La plainte, déposée devant le tribunal fédéral du Massachusetts, dénonce une tentative d’effacer « d’un trait de plume » ces étudiants qui « contribuent significativement à l’université et à sa mission ». Harvard demande une ordonnance de restriction temporaire pour bloquer immédiatement cette décision.

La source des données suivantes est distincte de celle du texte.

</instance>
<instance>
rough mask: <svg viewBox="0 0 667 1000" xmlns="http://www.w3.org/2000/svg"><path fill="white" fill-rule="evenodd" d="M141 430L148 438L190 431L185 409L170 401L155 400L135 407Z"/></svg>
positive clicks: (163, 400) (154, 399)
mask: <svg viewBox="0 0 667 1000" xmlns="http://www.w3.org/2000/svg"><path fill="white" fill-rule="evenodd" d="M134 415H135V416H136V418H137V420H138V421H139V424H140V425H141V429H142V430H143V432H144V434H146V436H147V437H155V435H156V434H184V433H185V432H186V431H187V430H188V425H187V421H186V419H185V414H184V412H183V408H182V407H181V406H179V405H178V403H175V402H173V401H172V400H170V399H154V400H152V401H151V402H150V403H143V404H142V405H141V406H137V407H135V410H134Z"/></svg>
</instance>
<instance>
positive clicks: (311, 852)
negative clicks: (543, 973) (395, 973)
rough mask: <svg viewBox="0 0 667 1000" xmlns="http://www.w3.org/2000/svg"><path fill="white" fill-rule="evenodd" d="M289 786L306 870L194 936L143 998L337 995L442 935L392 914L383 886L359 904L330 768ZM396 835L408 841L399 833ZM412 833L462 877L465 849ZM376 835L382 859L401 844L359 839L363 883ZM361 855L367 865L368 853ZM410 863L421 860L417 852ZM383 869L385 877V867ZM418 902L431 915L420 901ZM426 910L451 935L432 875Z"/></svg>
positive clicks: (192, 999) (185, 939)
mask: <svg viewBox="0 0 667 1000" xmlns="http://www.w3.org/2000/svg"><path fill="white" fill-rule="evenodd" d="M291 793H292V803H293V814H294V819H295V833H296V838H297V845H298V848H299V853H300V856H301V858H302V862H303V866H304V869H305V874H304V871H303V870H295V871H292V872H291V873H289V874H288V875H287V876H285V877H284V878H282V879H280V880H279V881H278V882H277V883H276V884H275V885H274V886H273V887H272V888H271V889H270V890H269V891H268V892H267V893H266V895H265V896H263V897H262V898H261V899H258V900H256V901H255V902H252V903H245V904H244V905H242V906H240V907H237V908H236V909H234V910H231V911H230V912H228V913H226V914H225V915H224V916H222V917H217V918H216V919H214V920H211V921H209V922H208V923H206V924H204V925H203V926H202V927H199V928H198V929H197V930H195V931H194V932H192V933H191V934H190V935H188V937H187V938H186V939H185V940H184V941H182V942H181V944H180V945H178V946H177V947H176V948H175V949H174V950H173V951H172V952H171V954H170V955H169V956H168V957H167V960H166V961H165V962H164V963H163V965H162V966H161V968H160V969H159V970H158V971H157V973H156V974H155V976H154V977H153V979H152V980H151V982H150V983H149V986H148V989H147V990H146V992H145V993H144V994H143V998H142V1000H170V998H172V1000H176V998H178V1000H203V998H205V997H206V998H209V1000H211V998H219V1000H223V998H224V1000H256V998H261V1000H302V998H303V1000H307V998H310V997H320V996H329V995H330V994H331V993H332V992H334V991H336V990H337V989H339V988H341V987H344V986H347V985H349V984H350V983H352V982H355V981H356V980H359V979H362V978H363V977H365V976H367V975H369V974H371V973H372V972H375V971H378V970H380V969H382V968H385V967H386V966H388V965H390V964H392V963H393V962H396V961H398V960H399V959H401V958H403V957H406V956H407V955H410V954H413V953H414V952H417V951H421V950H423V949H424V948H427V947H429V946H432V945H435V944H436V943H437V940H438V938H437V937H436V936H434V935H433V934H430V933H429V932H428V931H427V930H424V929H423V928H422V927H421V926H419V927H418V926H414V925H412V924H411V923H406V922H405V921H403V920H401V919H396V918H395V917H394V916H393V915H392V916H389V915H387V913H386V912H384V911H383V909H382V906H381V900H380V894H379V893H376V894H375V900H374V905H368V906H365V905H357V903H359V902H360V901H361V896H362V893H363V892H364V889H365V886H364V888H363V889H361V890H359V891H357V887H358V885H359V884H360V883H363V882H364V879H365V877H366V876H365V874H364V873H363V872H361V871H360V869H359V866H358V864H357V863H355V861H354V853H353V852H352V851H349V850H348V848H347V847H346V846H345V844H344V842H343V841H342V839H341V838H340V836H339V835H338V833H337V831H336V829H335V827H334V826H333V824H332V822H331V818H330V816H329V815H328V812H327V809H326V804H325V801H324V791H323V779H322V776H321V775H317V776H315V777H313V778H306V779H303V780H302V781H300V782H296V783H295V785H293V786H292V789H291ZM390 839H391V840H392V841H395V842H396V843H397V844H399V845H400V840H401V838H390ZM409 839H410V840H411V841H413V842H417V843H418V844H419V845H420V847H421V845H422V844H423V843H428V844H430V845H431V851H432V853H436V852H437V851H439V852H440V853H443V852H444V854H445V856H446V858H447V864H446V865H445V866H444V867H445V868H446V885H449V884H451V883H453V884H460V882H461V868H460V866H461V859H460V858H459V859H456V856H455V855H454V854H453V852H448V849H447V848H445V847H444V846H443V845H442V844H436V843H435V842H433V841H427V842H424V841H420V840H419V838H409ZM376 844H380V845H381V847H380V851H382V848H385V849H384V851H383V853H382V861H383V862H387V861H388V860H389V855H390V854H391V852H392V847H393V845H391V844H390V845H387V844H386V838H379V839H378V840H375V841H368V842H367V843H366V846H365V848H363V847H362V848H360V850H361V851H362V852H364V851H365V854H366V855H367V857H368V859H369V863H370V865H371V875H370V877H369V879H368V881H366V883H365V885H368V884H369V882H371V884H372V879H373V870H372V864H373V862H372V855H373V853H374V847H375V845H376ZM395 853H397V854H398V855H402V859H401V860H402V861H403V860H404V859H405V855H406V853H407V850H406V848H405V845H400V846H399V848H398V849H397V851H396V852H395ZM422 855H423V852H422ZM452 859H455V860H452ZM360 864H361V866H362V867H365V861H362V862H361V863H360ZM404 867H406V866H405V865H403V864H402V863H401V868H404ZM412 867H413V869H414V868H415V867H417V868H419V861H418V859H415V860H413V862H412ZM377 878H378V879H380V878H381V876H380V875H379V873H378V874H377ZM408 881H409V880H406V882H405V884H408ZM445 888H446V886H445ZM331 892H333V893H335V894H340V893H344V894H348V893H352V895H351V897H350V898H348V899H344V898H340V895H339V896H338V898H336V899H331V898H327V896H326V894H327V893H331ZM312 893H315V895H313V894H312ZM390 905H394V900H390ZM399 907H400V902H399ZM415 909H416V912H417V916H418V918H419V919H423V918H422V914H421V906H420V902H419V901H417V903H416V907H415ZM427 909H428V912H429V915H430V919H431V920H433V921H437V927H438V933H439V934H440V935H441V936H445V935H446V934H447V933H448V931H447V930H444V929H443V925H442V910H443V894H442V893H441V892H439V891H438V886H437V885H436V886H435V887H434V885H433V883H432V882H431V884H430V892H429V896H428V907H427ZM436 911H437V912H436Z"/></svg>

L’administration exige que Harvard transmette sous trois jours l’ensemble des dossiers disciplinaires, enregistrements électroniques et vidéos concernant les étudiants étrangers impliqués dans des activités illégales, violentes ou protestataires au cours des cinq dernières années – condition sine qua non pour récupérer sa certification.
Alan Garber, président de Harvard, voit dans cette action la dernière d’une série de représailles gouvernementales punissant le refus de l’université de « sacrifier son indépendance académique et de se soumettre au contrôle illégal du gouvernement fédéral sur nos programmes, notre corps professoral et nos étudiants ».
Ce bras de fer s’inscrit dans un conflit plus large : Harvard avait déjà attaqué l’administration le mois dernier pour le gel de 2,2 milliards de dollars de financements fédéraux, jugé inconstitutionnel.
Les étudiants concernés risquent l’expulsion s’ils demeurent sur le territoire après l’annulation de leur visa. « Nous ferons tout notre possible pour vous soutenir et garantir que Harvard reste ouverte au monde », promet Garber aux étudiants étrangers.